7 Commemorative Biographical Record. (Chicago: J.H. Beers & Co. 1897) 133.

Panorama of Morgan Lake

Neglected Trailhead

The Morgan Lake Trailhead rest area is complete with three comfortable park benches, two picnic tables, a bike rack and a kiosk stocked with Dutchess Rail Trail brochures. Its new, well-maintained appearance sharply contrasts from how Morgan Lake Park looks in several areas. The benches and picnic table in the partially fenced in area opposite the seasonal public restroom are still intact, but certainly have seen better days. The wood is splintered and covered with graffiti carvings. Fallen trees and tree limbs are also in the area by the benches. With Morgan Lake as a trailhead for the Rail Trail, its period of neglect must come to an end. I have witnessed Rail Trail users stop at the rest area, view Morgan Lake from a safe, comfortable distance and immediately get back on the Trail. The sight of fallen trees and tree limbs, rundown benches and picnic tables, and litter does little to entice Rail Trail users to spend time in the park they enter when reaching the trailhead.

A Rescue Mission

On Tuesday October 11, 2011, I walked along the Dutchess Rail Trail from North Grand Avenue to Morgan Lake Park in the City of Poughkeepsie, NY. I followed the paved walkway to the small dock and found that it was surrounded by litter. Empty cigarette cartons, potato chip bags, plastic bags, aluminum cans, plastic and glass bottles had all been carelessly discarded by visitors to the park right near the Lake's shore.
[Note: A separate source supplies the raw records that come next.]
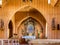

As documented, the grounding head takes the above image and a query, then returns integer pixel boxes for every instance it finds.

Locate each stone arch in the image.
[8,5,47,23]
[17,16,44,30]
[8,20,13,38]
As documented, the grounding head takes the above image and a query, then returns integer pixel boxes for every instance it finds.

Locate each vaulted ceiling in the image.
[3,0,60,6]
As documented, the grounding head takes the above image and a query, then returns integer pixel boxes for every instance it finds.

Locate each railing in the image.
[0,39,20,45]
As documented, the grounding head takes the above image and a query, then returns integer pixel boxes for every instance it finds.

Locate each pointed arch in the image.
[17,16,44,30]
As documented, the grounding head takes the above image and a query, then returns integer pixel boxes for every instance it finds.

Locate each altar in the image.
[29,39,60,45]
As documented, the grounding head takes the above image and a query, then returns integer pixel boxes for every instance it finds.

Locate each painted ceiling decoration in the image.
[48,0,58,7]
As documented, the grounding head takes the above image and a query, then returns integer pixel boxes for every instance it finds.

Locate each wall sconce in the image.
[48,0,51,4]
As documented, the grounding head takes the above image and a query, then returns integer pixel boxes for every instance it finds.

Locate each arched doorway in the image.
[8,20,13,38]
[7,6,46,36]
[19,17,44,39]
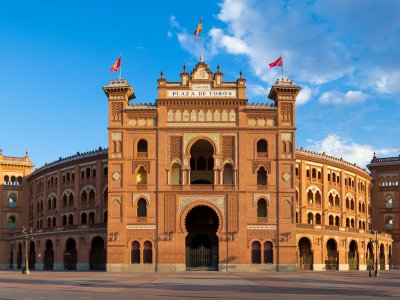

Looking around, I thought to myself that I ought to come back one day and clean up some of the litter. It took me less than a minute to realize that there was no reason for me to put off cleaning; I was there and was available to start right away.

I filled one of the plastic shopping bags I found on the ground with bottles and cans. The other I filled with empty chip bags, cigarette cartons and butts, and every other piece of litter that would be considered non-recyclable. After about an hour of cleaning, I headed back to the Rail Trail with the filled bags in hand and disposed of them appropriately at home.

It was this first individual clean up that encouraged me to start a Morgan Lake rescue mission that slowly overtime will involve family, friends and community members who share my ambition to keep Morgan Lake Park free of litter.